Michael C. Newman

Human perceptual overestimation of whole body roll tilt in hypergravity

Hypergravity provides a unique environment to study human perception of orientation. We utilized a long-radius centrifuge to study perception of both static and dynamic whole body roll tilt in hypergravity, across a range of angles, frequencies, and net gravito-inertial levels (referred to as G levels). While studies of static tilt perception in hypergravity have been published, this is the first to measure dynamic tilt perception (i.e., with time-varying canal stimulation) in hypergravity using a continuous matching task. In complete darkness, subjects reported their orientation perception using a haptic task, whereby they attempted to align a hand-held bar with their perceived horizontal. Static roll tilt was overestimated in hypergravity, with more overestimation at larger angles and higher G levels, across the conditions tested (overestimated by ∼35% per additional G level, P < 0.001). As our primary contribution, we show that dynamic roll tilt was also consistently overestimated in hypergravity (P < 0.001) at all angles and frequencies tested, again with more overestimation at higher G levels. The overestimation was similar to that for static tilts at low angular velocities but decreased at higher angular velocities (P = 0.006), consistent with semicircular canal sensory integration. To match our findings, we propose a modification to a previous Observer-type canal-otolith interaction model. Specifically, our data were better modeled by including the hypothesis that the central nervous system treats otolith stimulation in the utricular plane differently than stimulation out of the utricular plane. This modified model was able to simulate quantitatively both the static and the dynamic roll tilt overestimation in hypergravity measured experimentally.

Modeling human perception of orientation in altered gravity.

Altered gravity environments, such as those experienced by astronauts, impact spatial orientation perception, and can lead to spatial disorientation and sensorimotor impairment. To more fully understand and quantify the impact of altered gravity on orientation perception, several mathematical models have been proposed. The utricular shear, tangent, and the idiotropic vector models aim to predict static perception of tilt in hyper-gravity. Predictions from these prior models are compared to the available data, but are found to systematically err from the perceptions experimentally observed. Alternatively, we propose a modified utricular shear model for static tilt perception in hyper-gravity. Previous dynamic models of vestibular function and orientation perception are limited to 1 G. Specifically, they fail to predict the characteristic overestimation of roll tilt observed in hyper-gravity environments. To address this, we have proposed a modification to a previous observer-type canal-otolith interaction model based upon the hypothesis that the central nervous system (CNS) treats otolith stimulation in the utricular plane differently than stimulation out of the utricular plane. Here we evaluate our modified utricular shear and modified observer models in four altered gravity motion paradigms: (a) static roll tilt in hyper-gravity, (b) static pitch tilt in hyper-gravity, (c) static roll tilt in hypo-gravity, and (d) static pitch tilt in hypo-gravity.
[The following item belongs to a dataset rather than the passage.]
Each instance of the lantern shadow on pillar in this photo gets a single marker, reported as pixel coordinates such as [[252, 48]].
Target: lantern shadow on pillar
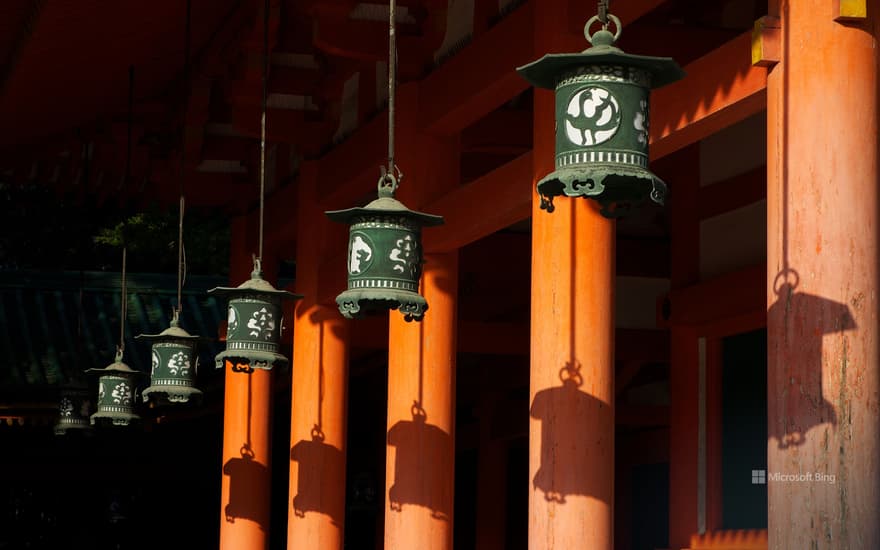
[[418, 447], [806, 319], [246, 501], [320, 467], [572, 419]]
The modified models match available data in each of the conditions considered. Our static modified utricular shear model and dynamic modified observer model may be used to help quantitatively predict astronaut perception of orientation in altered gravity environments.
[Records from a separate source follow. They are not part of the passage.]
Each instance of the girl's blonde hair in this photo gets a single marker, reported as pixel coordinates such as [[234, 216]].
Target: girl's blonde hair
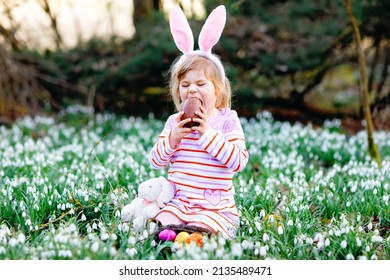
[[198, 62]]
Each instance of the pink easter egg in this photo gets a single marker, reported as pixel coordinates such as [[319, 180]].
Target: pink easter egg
[[167, 235]]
Pilot control and stabilization of a rate-controlled vehicle in hyper-gravity

Astronauts experience multiple altered gravity environments during space missions, in which they need to maintain sufficient performance for vehicle control tasks such as planetary landing and vehicle docking. We aimed to use hyper-gravity as an altered gravity test-bed to study pilot manual control performance. A long-radius (7.6 m) centrifuge (NASTAR Centers ATFS-400) was utilized to produce hyper-gravity. Subjects (N=12) were tasked with trying to “keep the cab as upright as possible” using a rotational hand controller in response to a pseudo-random roll disturbance in the dark. The control law was “rate-control” such that stick deflection was proportional to commanded roll rate, similar to a lunar landing vehicle. During initial exposure to hyper-gravity, pilot performance showed significant degradations relative to the 1 G performance baseline, in terms of increases in the root mean square (RMS) error in roll tilt. On average in hyper-gravity, RMS scores increased by 25% over 1 G levels. Subjects also reported increases in workload in hyper-gravity. Performance significantly improved in hyper-gravity over time. After several minutes the performance in hyper-gravity returned to near the 1 G baseline performance level. This is likely to be a critical time period for planetary landings with fuel constrained vehicles. These control impairments may impact not only flight performance, but also vehicle and crew safety.